Exercices de résilience efficaces
Les trois sens
Anxiété Canada suggère cet exercice pour être plus calme, plus attentif et plus concentré sur le présent. Essayez-le la prochaine fois que vous vous sentirez irrité par quelque chose d’impossible à changer, comme au moment de faire la queue dans une file d’attente. Respirez lentement et profondément et posez-vous la question : quelles sont trois choses que je peux entendre maintenant? Quelles sont trois choses que je peux voir? Quelles sont trois choses que je peux ressentir?
Journal de gratitude
Mettez-vous au défi d’écrire chaque jour au sujet de trois à cinq choses pour lesquelles vous êtes reconnaissant ou qui se sont bien passées – de petites choses, comme une chaise confortable ou le fait d’avoir attrapé un autobus de justesse. Après avoir effectué cet exercice, un groupe d’étude composé de personnes souffrant de maladies débilitantes et permanentes est devenu plus optimiste et plus satisfait, et a mieux dormi.

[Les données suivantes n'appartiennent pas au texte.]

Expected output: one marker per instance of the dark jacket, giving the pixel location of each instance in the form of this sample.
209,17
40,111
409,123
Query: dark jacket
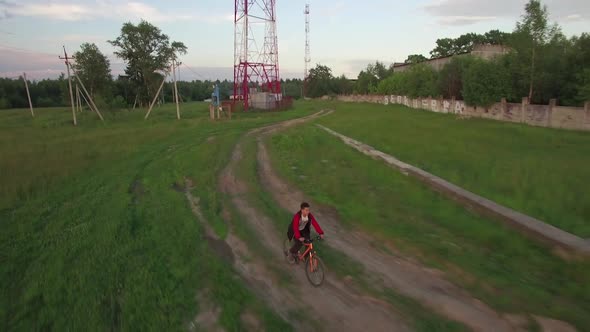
312,221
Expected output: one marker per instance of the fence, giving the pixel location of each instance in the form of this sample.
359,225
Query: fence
576,118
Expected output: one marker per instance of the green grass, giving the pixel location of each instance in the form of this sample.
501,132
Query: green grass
497,264
93,233
421,318
538,171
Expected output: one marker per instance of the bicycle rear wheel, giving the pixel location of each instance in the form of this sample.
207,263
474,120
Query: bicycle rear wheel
314,270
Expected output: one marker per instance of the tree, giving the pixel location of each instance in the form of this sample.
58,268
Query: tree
465,43
486,82
415,58
369,78
320,81
146,50
421,80
452,75
444,47
535,29
93,68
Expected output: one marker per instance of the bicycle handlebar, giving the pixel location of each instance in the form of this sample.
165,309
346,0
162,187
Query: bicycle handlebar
312,239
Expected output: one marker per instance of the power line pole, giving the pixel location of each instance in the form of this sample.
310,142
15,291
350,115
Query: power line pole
28,94
175,89
307,50
78,101
67,59
95,109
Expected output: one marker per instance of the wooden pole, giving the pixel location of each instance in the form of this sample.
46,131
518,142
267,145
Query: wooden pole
135,102
86,100
78,101
175,89
89,97
155,98
28,94
71,94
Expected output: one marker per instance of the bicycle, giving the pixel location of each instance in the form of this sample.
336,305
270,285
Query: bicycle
314,267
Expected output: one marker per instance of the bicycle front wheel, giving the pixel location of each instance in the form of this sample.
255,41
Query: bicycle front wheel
314,270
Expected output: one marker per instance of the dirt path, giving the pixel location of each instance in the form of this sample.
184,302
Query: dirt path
406,277
335,305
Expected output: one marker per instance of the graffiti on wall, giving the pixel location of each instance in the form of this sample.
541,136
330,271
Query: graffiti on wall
446,106
424,104
459,107
434,105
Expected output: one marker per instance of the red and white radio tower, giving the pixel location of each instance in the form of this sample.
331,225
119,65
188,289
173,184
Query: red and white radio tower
254,67
307,51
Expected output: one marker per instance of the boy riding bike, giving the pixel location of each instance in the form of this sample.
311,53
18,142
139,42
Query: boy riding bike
299,228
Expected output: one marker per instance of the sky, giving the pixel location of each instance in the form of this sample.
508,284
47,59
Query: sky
346,35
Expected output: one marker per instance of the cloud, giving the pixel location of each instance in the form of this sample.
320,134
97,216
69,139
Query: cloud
101,9
464,20
464,12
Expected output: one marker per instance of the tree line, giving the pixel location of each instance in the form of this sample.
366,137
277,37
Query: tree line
149,56
542,64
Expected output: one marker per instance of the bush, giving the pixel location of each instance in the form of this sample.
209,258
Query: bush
452,75
485,83
118,103
418,81
4,103
421,81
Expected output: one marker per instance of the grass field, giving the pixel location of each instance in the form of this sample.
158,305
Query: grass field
541,172
94,234
419,317
495,263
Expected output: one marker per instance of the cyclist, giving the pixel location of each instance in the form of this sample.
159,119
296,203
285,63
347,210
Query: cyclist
299,228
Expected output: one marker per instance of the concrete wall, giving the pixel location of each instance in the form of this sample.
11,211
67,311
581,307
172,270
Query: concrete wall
577,118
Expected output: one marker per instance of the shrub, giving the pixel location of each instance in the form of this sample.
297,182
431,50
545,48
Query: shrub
485,83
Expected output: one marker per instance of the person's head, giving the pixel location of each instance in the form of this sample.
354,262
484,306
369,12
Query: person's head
304,209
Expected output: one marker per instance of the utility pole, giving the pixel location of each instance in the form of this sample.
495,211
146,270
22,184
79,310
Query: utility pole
67,59
175,89
307,51
78,101
156,96
92,104
28,94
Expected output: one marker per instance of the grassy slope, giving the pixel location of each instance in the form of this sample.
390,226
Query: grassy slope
497,264
93,235
538,171
418,316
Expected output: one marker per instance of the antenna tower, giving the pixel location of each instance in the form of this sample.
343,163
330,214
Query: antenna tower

Une autre étude a demandé à des étudiants d’écrire chaque jour cinq lignes sur quelque chose de positif. Il s’avère que plus votre gratitude est précise et détaillée, mieux c’est.
Le meilleur de soi
Chaque jour, pensez à un aspect de votre vie – santé, relations, loisirs – et imaginez exactement à quoi cela ressemblerait dans le meilleur avenir possible. Consacrez 15 minutes à écrire un texte détaillé.
Cet exercice peut améliorer votre humeur et votre motivation. Dans certaines études, des patients souffrant de douleurs chroniques qui ont pratiqué cet exercice pendant plusieurs semaines ont vu leurs symptômes diminuer.